Market çalışanı Kezban da 2020’nin kötü geçtiğini söyledikten sonra hemen ekonomiden yakınmaya başlayarak, “3 çocuk annesi biri olarak ben baya zorlu geçirdim bu süreci. Ekonomik olarak çok sıkıntı yaşadım, ekonomi çok kötü gidiyor. Çocuklarımın uzaktan eğitimi için dizüstü bilgisayar, tablet alamadım, telefondan giriyorlar. Ekonomi bu halde işte”dedi. Kezban, ekonomisi iyi, sağlıklı bir yıl diledi.
"EZİLEN YİNE İŞÇİ SINIFI OLUYOR, HALK OLUYOR"

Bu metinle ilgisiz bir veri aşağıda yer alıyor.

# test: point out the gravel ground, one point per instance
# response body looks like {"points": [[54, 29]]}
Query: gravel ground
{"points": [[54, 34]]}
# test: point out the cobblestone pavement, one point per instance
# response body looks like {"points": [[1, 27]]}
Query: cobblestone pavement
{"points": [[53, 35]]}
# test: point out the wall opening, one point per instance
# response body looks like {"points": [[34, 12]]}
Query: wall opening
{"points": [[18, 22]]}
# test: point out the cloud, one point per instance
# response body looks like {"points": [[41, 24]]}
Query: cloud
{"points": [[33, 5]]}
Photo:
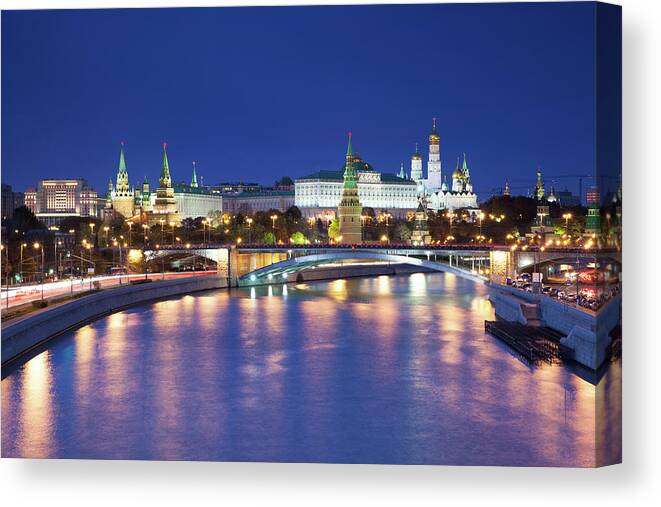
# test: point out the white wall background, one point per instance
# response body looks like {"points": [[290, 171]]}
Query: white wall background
{"points": [[637, 482]]}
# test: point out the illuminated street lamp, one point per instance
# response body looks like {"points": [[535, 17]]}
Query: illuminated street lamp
{"points": [[162, 221], [249, 222], [204, 231]]}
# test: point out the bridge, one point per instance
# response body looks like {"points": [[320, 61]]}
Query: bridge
{"points": [[246, 265]]}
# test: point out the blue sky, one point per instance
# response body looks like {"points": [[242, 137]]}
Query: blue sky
{"points": [[256, 93]]}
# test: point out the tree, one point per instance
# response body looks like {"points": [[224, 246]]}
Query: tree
{"points": [[334, 229], [268, 238], [298, 238], [293, 214], [24, 220]]}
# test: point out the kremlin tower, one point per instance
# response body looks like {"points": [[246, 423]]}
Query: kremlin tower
{"points": [[434, 179]]}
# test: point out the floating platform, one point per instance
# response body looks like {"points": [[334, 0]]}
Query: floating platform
{"points": [[535, 344]]}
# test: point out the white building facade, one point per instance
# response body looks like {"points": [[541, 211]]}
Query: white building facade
{"points": [[438, 194], [55, 200]]}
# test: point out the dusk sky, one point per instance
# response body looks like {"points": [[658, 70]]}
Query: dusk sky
{"points": [[253, 94]]}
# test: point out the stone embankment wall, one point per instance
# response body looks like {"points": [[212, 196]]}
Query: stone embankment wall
{"points": [[22, 334]]}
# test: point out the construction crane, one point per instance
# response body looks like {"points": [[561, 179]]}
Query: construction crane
{"points": [[530, 183]]}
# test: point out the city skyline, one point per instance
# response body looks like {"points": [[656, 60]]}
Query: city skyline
{"points": [[264, 120]]}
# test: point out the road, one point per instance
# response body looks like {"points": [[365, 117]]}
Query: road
{"points": [[21, 294]]}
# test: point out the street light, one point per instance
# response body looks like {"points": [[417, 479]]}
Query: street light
{"points": [[249, 222]]}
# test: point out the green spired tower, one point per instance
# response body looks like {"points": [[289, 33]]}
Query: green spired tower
{"points": [[194, 178], [165, 206], [122, 197], [350, 209], [593, 218]]}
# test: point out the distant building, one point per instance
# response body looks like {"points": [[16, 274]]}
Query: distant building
{"points": [[55, 200], [349, 209], [593, 218], [10, 201], [566, 198], [193, 201], [420, 234], [251, 202], [320, 193], [539, 186], [435, 189], [235, 187], [169, 203]]}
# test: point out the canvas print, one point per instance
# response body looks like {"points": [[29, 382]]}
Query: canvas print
{"points": [[383, 234]]}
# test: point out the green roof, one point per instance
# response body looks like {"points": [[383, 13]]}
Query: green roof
{"points": [[339, 176], [122, 162]]}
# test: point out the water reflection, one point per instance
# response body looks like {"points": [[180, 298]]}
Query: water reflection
{"points": [[380, 370]]}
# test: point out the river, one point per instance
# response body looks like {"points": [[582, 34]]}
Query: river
{"points": [[371, 370]]}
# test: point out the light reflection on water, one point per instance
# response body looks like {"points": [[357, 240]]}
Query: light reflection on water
{"points": [[376, 370]]}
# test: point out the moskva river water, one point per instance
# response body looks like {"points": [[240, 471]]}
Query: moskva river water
{"points": [[371, 370]]}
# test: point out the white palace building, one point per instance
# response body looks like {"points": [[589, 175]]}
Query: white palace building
{"points": [[320, 192]]}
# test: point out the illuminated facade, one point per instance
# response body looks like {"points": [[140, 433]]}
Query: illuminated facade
{"points": [[349, 209], [434, 189]]}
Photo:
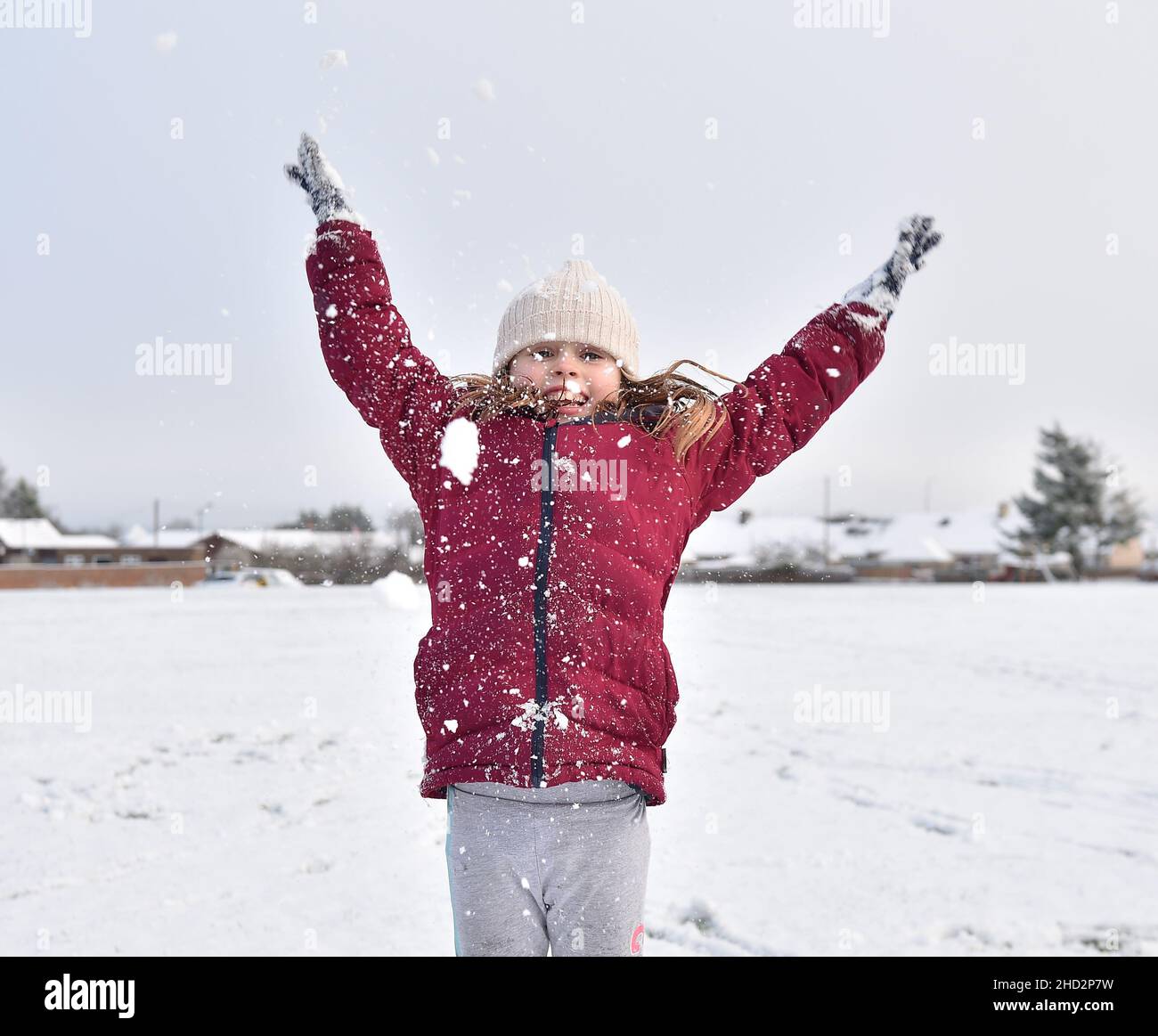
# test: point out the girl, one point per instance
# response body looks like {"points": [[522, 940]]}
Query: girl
{"points": [[543, 684]]}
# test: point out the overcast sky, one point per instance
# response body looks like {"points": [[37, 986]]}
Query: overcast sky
{"points": [[1025, 128]]}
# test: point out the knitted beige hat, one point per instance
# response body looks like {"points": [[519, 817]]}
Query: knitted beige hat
{"points": [[572, 305]]}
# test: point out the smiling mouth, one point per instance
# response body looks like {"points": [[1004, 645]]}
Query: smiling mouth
{"points": [[567, 399]]}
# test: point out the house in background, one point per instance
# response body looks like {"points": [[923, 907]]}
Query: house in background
{"points": [[311, 553], [962, 545], [35, 553]]}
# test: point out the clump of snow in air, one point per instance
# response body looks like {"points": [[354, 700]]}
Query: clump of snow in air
{"points": [[460, 449], [398, 591]]}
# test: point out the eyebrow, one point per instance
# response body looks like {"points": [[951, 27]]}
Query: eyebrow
{"points": [[586, 348]]}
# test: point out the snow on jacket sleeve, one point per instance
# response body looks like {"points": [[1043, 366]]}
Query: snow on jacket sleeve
{"points": [[788, 397], [367, 348]]}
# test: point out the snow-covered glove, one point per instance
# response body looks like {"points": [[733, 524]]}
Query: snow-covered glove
{"points": [[321, 181], [881, 289]]}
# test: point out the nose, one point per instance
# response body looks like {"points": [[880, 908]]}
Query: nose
{"points": [[566, 364]]}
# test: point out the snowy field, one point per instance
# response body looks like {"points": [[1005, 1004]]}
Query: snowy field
{"points": [[249, 780]]}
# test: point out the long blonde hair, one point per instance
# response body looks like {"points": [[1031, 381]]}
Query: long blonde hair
{"points": [[695, 410]]}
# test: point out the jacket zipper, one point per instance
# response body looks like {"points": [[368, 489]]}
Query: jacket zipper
{"points": [[542, 563]]}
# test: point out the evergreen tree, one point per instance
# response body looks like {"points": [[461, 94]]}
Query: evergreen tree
{"points": [[1080, 509], [21, 502]]}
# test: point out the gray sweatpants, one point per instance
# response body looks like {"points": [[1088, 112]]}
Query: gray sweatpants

Bir bankta arkadaşını beklerken karşılaştığımız İlayda, 23 yaşında bir işsiz. İlayda, üniversiteyi yeni bitirmiş, KPSS’ye hazırlanıyor ve atama bekliyor. İlayda’nın kurduğu cümle Türkiye gençliğinin durumunu gözler önüne seriyor: “Kendimi bildim bileli sınava hazırlanıyorum.” Kendi açısından 2020’nin kötü bir yıl olduğunu söyleyen İlayda, “Ekonomik olarak çok büyük sıkıntılar yaşadık, işsizliğin kat ve kat arttığı bir yıldı. İnsanlar rahat geçinemiyor, her şey o kadar zamlandı ki hiçbir şey alamıyoruz. Eski fiyatlarla yeni fiyatlar arasında uçurum var. Bu zamlar kimsenin umurunda değil ezilen yine işçi sınıfı oluyor, halk oluyor. İşsizliğin sebebinin gençlerin iş beğenmemesi olduğunu söylüyorlar ama gerçek tablo bu değil. İnsanlar bırakın iş beğenmemeyi beğenecek iş bulamıyor” dedi.